Board of Advisors
Our Sincere Thanks to Our Board and Advisors
Our board and advisors allow us to identify the most promising research, conduct due diligence on the researchers, and provide them with ongoing funding and technical assistance. Board members and advisors are pro bono.
Our Board of Directors is composed of five members with many years of collective experience in philanthropy and business management.
- Jeffrey Goffman, Integrated Oncology Network, LLC- Board Chair
- Jesse Dylan, LYBBA, Reform Inc.
- Thomas Liu, Hall & Company
- Debra Miller, President & Founder
- Paul Miller, Founder, Sterling Foods
- Timothy Sandel, Wells Fargo Commercial Banking
- Kathi Sharpe-Ross, Sharpe Public Relations-Marketing LLC
Our Scientific Board of Advisors includes the leading scientists in the world working on muscular dystrophy, and most especially Duchenne Muscular Dystrophy.
Barry J. Byrne, MD, Ph.D.
Professor and Associate Chair of Research, Department of Pediatrics and Microbiology and Molecular Genetics Virginia Root Sutherland Professor of Cardiology Director, Powell Gene Therapy Center Medical Director, Congenital Heart Center University of Florida, College of Medicine
Dr. Byrne is internationally recognized for his work in the areas of cardiomyopathy, transplantation and genetic therapy. His laboratory is actively involved in developing new genetic therapies for cardiovascular disease. In the area of cardiomyopathy, his lab is studying gene replacement in an autosomal recessive form of fatal cardiomyopathy in children. The disease is the prototype of lysosomal storage disorders leading to skeletal and cardiac muscle weakness. The lab has used AAV vectors to achieve sustained correction of the gene deficiency and correction of the phenotype in natural and transgenic mouse models of the disease.

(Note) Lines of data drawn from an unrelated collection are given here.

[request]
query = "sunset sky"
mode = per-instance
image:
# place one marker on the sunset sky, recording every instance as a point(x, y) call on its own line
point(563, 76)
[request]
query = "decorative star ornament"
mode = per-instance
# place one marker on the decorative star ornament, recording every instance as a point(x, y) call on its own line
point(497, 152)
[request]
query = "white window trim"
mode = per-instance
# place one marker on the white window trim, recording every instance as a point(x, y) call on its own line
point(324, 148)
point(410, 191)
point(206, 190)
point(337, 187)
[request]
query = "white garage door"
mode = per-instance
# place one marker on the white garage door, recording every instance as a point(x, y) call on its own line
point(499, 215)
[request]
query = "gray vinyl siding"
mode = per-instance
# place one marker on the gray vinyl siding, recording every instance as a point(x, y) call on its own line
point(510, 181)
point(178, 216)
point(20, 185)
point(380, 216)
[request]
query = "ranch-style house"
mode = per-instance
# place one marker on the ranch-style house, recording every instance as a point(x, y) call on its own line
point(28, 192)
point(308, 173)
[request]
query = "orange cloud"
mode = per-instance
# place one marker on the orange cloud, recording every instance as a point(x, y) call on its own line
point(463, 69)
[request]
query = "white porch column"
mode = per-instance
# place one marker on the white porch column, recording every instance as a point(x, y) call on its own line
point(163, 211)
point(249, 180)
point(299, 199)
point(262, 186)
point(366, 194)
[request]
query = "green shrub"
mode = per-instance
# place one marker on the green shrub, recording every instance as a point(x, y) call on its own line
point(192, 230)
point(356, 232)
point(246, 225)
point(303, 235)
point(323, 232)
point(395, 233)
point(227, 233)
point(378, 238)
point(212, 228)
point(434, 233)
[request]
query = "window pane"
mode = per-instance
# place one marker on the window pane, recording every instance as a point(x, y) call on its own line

The current therapy is currently being proposed for human clinical trials. Similar therapies are being used to combat cardiac transplantation rejection. Secondly, the lab is investigating the ability of mesenchymal stem cells to undergo myocardial specification for the purpose of tissue repair in the heart. Finally, several projects are focused on the use of AAV vectors injected into striated muscle to achieve sustained release of therapeutic proteins, including thrombolytic factors and coagulation factors. These projects are currently funded by the National Institutes of Health (NIH), American Heart Association (AHA), and foundation
Kevin Campbell, PhD
Kevin Campbell is the Roy J. Carver Biomedical Research Chair in Molecular Physiology and Biophysics, Head of the Department of Molecular Physiology and Biophysics, and Director of the Senator Paul D. Wellstone Muscular Dystrophy Cooperative Research Center at The University of Iowa. Dr. Campbell also holds joint appointments as a professor in the Departments of Neurology and Internal Medicine. In 1989, he was appointed an investigator with the Howard Hughes Medical Institute (HHMI), and in 2009 he received his fourth five-year renewal with HHMI. Dr. Campbell is internationally recognized for his fundamental contributions to muscular dystrophy research. For the past twenty years, Dr. Campbell and his colleagues have actively investigated the molecular pathogenesis of muscular dystrophy. Dr. Campbell’s research is funded by a variety of organizations, and the scientific accomplishments of his laboratory have resulted in plenteous publications in high-quality journals. In addition to receiving numerous awards for his outstanding research, Dr. Campbell is an elected member of the Institute of Medicine, the National Academy of Sciences, and the American Academy of Arts and Sciences. Finally, Dr. Campbell is the co-recipient of the 2009 March of Dimes Prize in Developmental Biology.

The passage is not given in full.